Really sad story

Think of it from the adversarial perspective. We gonna compromise your steam account creds and your mobile device to siphon $.45c worth of rust skins? No, doesn't make sense. What's the easier attack vector? The mobile device? Could harvest creds from that, sure. Auth a session by capturing a push notification (push notifications are badsec and need to be depreciated btw Valve) that allows for API access, attach malicious API to the steam account and the rest runs on autopilot. Every push notif is autoapproved as the script harvests the account. Plebs install a lot of stupid ♥♥♥♥ on their phones, the Gplay store is made of Swiss Cheese as far as security, easy attack vector. Authorized device is removed as soon as the harvest completes. Same concept for if they harvest the session token right?

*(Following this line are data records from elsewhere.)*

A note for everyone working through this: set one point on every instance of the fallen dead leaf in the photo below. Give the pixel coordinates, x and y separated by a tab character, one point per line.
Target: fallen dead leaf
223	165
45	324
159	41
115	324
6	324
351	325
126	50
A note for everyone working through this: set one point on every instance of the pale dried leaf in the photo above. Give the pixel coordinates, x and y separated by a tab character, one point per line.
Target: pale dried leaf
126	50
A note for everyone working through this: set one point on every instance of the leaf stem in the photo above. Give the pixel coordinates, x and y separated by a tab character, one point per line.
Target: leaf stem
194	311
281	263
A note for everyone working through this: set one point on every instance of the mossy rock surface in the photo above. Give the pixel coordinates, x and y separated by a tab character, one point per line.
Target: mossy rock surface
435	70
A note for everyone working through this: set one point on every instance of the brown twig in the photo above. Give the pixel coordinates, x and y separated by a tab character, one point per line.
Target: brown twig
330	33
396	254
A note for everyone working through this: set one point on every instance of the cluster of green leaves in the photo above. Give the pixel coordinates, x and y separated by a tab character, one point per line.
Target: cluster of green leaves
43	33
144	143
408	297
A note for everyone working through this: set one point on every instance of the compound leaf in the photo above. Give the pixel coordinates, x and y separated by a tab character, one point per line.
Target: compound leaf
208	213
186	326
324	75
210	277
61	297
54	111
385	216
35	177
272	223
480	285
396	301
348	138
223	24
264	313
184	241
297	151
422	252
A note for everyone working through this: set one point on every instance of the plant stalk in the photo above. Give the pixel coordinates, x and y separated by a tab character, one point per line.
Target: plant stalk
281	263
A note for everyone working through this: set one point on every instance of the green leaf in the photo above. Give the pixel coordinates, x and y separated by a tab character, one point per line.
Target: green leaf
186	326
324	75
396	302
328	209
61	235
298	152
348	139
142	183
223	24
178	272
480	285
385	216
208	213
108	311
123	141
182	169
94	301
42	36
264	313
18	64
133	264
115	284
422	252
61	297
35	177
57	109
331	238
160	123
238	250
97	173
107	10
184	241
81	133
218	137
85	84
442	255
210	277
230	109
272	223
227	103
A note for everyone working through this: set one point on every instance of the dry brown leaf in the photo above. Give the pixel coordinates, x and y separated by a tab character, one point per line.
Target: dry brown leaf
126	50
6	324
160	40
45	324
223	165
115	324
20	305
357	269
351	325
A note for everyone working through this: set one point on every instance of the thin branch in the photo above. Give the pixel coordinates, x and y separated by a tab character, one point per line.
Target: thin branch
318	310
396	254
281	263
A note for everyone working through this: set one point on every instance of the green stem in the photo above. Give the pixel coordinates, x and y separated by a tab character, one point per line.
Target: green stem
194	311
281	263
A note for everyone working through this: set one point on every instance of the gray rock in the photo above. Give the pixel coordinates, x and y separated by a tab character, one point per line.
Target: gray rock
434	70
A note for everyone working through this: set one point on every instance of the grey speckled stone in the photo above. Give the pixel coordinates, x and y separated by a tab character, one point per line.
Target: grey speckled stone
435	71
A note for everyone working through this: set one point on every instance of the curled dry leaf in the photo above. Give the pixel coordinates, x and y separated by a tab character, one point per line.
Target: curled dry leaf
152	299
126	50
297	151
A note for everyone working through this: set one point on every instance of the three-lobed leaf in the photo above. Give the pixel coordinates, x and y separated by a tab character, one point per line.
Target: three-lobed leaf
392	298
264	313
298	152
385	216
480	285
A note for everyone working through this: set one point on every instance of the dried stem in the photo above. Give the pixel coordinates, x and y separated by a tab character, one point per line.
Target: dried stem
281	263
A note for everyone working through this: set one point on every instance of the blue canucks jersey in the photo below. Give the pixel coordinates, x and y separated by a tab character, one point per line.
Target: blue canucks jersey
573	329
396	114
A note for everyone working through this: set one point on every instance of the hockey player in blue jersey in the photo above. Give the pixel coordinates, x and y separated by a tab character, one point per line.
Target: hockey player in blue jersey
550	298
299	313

You probably shouldn't have been gambling on that CSGO betting site. You shouldn't have installed that stupid ♥♥♥♥ with 4000 downloads on your phone. You shoulda blocked arbitrary javascript from running from your browser. You probably shouldn't leave an Electron app like discord running 24/7 that is capable of ACE. Coulda woulda shoulda and ♥♥♥♥.
Speaking of ACE, you have to be vigilant about programs. There's this sketchy company called Riot Games, that released this sketchy product called Valorant. Valorant allowed for ACE against anyone connected to mplayer lobby for a period and their so called "pro" circuit was targeted. They patched the vuln, but their "anticheat" still runs as a kernel mode driver capable of ACE.